Pour les mouvements non orthodoxes comme le judaïsme réformé et « conservateur » [Massorti], et les rabbins des courants plus libéraux de l’orthodoxie, toute tentative de regrouper les conversions sous l’autorité ultra-orthodoxe en Israël menace de marginaliser leur influence et leur légitimité.

La Cour suprême d’Israël a statué en 2016 que l’État doit permettre aux Juifs qui se sont convertis devant des tribunaux orthodoxes privés en Israël d’obtenir la citoyenneté. Les mouvements réformé et conservateurs ont demandé à la Cour d’étendre ce droit à leurs convertis même en Israël.

Aucun des projets de loi ou des requêtes judiciaires n’affecte les conversions juives en dehors d’Israël. Malgré cela, des organisations juives américaines se sont opposées au projet de loi actuel, comme elles l’ont fait l’an dernier, parce qu’il laisse entendre que seules les conversions orthodoxes sont légitimes.

La Jewish Religious Equality Coalition (Coalition pour l’égalité religieuse juive), une organisation interconfessionnelle de dirigeants juifs convoquée par le Comité juif américain, a déclaré que le projet de loi « sape les liens et l’identification des Juifs américains avec Israël en tant qu’État-nation du peuple juif ».

Les Fédérations juives d’Amérique du Nord ont déclaré à Haaretz que « ce n’est pas un compromis.

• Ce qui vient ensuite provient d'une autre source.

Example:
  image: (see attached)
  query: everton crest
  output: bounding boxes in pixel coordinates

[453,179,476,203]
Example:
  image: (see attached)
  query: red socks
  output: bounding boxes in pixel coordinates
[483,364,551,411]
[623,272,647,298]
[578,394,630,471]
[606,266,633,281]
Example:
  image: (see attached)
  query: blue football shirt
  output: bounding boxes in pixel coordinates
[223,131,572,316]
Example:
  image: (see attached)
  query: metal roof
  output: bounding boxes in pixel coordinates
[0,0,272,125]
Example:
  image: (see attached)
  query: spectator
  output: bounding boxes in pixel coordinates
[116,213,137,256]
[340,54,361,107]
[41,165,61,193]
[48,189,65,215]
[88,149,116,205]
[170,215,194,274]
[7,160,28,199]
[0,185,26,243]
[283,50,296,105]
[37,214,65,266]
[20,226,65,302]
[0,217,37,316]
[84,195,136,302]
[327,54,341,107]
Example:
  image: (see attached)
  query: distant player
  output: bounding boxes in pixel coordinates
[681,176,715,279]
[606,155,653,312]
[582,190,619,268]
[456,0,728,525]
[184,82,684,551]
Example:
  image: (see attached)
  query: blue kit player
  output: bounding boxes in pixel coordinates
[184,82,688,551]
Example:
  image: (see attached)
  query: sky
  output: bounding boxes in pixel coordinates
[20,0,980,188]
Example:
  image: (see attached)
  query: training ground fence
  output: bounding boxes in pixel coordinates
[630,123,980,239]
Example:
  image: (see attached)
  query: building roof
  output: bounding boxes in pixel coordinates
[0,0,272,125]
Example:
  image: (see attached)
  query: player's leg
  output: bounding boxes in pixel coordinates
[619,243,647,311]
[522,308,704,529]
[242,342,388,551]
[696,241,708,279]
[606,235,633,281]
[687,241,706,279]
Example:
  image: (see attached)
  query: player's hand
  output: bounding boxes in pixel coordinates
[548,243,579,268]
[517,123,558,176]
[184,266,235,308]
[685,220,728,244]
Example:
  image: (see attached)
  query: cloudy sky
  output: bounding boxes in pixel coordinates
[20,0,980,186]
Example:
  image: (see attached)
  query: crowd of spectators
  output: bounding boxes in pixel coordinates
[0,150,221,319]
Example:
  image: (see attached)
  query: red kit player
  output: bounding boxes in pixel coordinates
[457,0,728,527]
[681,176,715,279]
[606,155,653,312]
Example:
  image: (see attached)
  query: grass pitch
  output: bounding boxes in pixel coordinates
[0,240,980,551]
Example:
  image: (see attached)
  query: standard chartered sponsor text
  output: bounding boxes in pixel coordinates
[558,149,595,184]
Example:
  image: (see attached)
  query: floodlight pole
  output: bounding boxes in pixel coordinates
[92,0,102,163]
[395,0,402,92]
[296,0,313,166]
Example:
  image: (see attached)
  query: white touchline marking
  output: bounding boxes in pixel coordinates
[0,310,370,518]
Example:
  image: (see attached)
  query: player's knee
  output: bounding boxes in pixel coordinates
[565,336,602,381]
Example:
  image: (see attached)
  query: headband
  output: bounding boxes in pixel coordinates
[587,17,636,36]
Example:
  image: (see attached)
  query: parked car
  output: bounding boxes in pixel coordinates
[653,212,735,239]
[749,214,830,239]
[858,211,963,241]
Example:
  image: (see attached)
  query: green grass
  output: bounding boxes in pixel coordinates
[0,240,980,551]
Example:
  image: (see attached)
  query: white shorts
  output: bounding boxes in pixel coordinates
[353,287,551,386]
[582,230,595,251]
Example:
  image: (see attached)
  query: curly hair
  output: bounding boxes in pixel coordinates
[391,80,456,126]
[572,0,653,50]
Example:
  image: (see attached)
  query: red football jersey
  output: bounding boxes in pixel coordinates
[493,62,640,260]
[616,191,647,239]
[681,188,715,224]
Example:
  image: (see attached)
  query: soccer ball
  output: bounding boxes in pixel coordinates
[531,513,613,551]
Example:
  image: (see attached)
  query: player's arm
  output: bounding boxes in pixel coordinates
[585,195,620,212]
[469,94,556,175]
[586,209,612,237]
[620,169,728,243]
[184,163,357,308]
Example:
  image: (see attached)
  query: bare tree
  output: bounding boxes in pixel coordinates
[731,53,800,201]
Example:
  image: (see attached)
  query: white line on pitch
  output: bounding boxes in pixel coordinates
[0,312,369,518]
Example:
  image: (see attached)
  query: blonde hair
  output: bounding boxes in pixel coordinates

Nous demandons instamment que le texte soit renvoyé pour être remanié en vue d’un véritable compromis ».

« Nous avions et nous avons toujours l’espoir d’un compromis raisonnable sur la conversion au judaïsme en Israël », a déclaré Steven Bayme, directeur national du département de la vie juive contemporaine de l’AJC, William Petschek, dans un communiqué. « Mais ce projet de loi ne répond pas aux attentes. Il exclut les mouvements juifs libéraux, consacre le monopole orthodoxe sur le plan législatif et ne fera que diviser davantage le peuple juif ».